Polak to niech spieprza na wewnętrzną lub zewnętrzną emigrację, ale niech się ciul do spraw polskich nie wtrąca. Od tego mamy parryjną rasę panów. Oni wiedzą co dla Polski i dla Polaków co jeszcze w Polsce zostali najlepsze.
Przypominam, że za czasów PO też jakieś milion podpisów w sprawie likwidacji gimnazjów wylądowało w koszu. Dlaczego teraz jest takie oburzenie?

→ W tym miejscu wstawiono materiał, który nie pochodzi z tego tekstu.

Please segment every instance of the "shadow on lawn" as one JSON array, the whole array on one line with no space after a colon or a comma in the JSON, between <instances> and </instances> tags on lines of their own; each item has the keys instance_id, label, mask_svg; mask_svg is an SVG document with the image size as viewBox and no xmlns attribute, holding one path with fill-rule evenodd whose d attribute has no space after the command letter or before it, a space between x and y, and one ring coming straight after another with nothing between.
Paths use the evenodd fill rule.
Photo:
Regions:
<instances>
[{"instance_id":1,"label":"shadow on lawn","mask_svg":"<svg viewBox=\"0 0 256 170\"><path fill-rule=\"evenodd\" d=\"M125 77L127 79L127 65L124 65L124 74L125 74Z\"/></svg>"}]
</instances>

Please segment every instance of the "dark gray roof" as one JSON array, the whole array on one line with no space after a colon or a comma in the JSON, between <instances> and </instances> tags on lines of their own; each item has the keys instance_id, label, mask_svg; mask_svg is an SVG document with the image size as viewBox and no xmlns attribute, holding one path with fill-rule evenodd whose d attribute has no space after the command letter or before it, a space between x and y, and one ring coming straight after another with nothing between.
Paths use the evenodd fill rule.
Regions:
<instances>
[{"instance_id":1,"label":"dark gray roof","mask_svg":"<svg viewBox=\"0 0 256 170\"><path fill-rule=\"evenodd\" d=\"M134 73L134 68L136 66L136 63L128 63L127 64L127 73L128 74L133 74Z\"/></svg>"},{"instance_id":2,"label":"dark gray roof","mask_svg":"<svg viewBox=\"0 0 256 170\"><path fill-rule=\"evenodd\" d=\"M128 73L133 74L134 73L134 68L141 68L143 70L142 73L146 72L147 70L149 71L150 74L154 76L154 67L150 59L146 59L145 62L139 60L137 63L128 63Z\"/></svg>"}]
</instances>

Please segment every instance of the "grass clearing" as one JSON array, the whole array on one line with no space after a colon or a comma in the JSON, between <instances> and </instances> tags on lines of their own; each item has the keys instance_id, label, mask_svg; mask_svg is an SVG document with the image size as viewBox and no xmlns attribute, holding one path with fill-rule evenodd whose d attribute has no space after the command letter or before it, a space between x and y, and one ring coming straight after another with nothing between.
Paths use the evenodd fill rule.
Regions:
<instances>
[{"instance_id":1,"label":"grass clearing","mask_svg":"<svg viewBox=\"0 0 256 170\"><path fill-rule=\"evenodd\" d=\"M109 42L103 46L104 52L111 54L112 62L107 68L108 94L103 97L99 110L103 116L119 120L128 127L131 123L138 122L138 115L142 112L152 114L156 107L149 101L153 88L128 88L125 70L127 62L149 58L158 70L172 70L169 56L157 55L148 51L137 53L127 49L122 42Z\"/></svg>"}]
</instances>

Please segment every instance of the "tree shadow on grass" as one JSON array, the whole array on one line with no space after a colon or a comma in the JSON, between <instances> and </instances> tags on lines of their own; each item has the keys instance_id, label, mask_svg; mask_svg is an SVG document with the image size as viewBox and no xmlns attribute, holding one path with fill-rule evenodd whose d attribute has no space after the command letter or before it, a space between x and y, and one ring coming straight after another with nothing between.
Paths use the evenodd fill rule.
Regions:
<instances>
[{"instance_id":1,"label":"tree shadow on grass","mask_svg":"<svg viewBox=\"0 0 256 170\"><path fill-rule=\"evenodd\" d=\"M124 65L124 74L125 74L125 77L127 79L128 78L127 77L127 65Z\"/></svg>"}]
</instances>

Jaki oburzenie. Normalka. PiS to nie zmiana, to kontynuacja.
rabnietawariatka,
Tu nie chodzi o oburzenie jako takie, tylko o hipokryzję PiS. Miło być prawo i Sprawiedliwość, wyszło z tego Pieniądze i Spółki. Podobnie z referendum: – Trudno wyobrazić sobie sprawę bardziej nadająca się do powszechnego głosowania niż kwestie związane z relacją rodzice-dzieci i prawem rodziców, żeby o swoich dzieciach decydować – mówił w 2013 roku Jarosław Kaczyński. Odnosił się do potrzeby przeprowadzenia referendum na temat obowiązku szkolnego dla 6-latków. Cztery lata później propozycję oddania głosu rodzicom nazywa „propagandowym chwytem”. Chodzi o wniosek o referendum w sprawie rewolucji w szkołach.
Więcej przykładów tej hipokryzji choćby tu: https://wiadomosci.wp.pl/hipokryzja-pis-w-sprawie-szkol-moga-zrobic-to-co-uwazali-za-grzech-po-6114005274728577a
I co, panie @Ryszard Kubaszko, łyso?